SHARE

MDX Set Functions: The Distinct() Function

Written By

Jun 5, 2006

4 minute read

About the Series …

This article is a member of the series, MDX Essentials. The series is designed to provide hands-on application of the fundamentals of the Multidimensional Expressions (MDX) language, with each session progressively adding features and capabilities designed to meet specific real-world needs.

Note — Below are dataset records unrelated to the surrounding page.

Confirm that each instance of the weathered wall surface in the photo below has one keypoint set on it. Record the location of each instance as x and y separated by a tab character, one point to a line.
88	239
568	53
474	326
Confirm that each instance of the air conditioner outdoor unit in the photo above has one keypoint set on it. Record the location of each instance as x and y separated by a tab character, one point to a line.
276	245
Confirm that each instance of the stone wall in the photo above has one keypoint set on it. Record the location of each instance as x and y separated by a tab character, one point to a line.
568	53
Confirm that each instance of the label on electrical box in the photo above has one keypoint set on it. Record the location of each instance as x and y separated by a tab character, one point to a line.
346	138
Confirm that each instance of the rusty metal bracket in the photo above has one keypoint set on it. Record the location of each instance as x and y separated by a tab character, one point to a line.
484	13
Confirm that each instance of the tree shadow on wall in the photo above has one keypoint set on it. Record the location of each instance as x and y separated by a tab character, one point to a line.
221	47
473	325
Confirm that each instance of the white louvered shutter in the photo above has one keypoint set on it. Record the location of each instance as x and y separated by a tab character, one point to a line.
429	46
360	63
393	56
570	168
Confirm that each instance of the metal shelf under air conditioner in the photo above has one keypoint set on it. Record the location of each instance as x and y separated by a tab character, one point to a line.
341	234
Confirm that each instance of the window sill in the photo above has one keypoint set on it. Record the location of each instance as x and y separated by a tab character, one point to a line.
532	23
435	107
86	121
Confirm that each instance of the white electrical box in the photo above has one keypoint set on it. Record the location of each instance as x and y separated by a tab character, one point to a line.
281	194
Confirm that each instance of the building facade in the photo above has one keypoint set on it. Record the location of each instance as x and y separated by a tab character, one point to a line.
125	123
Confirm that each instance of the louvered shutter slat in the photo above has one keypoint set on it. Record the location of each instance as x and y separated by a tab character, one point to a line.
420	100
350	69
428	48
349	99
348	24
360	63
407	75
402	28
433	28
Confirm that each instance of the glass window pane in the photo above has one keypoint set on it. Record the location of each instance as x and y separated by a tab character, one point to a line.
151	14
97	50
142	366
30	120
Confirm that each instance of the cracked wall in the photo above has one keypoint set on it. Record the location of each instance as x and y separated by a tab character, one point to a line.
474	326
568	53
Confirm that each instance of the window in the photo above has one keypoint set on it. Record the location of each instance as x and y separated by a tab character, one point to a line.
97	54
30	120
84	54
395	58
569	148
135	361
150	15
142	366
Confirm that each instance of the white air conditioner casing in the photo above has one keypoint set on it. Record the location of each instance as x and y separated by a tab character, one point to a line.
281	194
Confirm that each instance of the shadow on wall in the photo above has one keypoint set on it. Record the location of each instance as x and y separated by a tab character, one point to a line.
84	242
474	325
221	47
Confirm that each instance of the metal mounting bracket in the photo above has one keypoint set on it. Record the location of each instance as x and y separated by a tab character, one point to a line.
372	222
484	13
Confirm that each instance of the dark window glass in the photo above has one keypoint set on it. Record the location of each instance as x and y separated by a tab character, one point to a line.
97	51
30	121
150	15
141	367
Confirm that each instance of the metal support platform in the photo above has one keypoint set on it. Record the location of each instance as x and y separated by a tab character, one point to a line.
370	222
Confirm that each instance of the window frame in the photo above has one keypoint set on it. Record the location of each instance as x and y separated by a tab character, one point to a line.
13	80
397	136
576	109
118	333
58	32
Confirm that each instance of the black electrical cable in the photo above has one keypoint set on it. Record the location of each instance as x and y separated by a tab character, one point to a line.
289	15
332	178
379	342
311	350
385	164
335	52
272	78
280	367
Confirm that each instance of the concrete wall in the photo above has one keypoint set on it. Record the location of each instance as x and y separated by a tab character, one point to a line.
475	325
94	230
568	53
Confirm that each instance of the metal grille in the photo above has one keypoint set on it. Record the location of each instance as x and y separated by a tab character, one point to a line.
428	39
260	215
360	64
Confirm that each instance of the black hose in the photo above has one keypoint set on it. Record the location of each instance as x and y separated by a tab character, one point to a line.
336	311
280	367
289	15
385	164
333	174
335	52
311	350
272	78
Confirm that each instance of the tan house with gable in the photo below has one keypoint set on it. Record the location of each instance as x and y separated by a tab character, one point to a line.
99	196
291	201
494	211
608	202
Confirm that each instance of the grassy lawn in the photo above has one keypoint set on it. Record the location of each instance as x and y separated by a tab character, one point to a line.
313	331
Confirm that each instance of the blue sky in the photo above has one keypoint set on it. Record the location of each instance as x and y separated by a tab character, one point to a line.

Virtually all of the MDX we have constructed in earlier articles can now be used in the SQL Server Management Studio, SQL Server Business Intelligence Studio, and various other areas within the Microsoft integrated Business Intelligence solution, and much of what we construct going forward can be executed in the Analysis Services 2000 MDX Sample Application (assuming connection to an appropriate Analysis Services data source). MDX as a language continues to evolve and expand: we will focus on many new features in articles to come, while still continuing to examine business uses of MDX in general. The use of MDX to meet the real-world needs of our business environments will continue to be my primary concentration within the MDX Essentials series.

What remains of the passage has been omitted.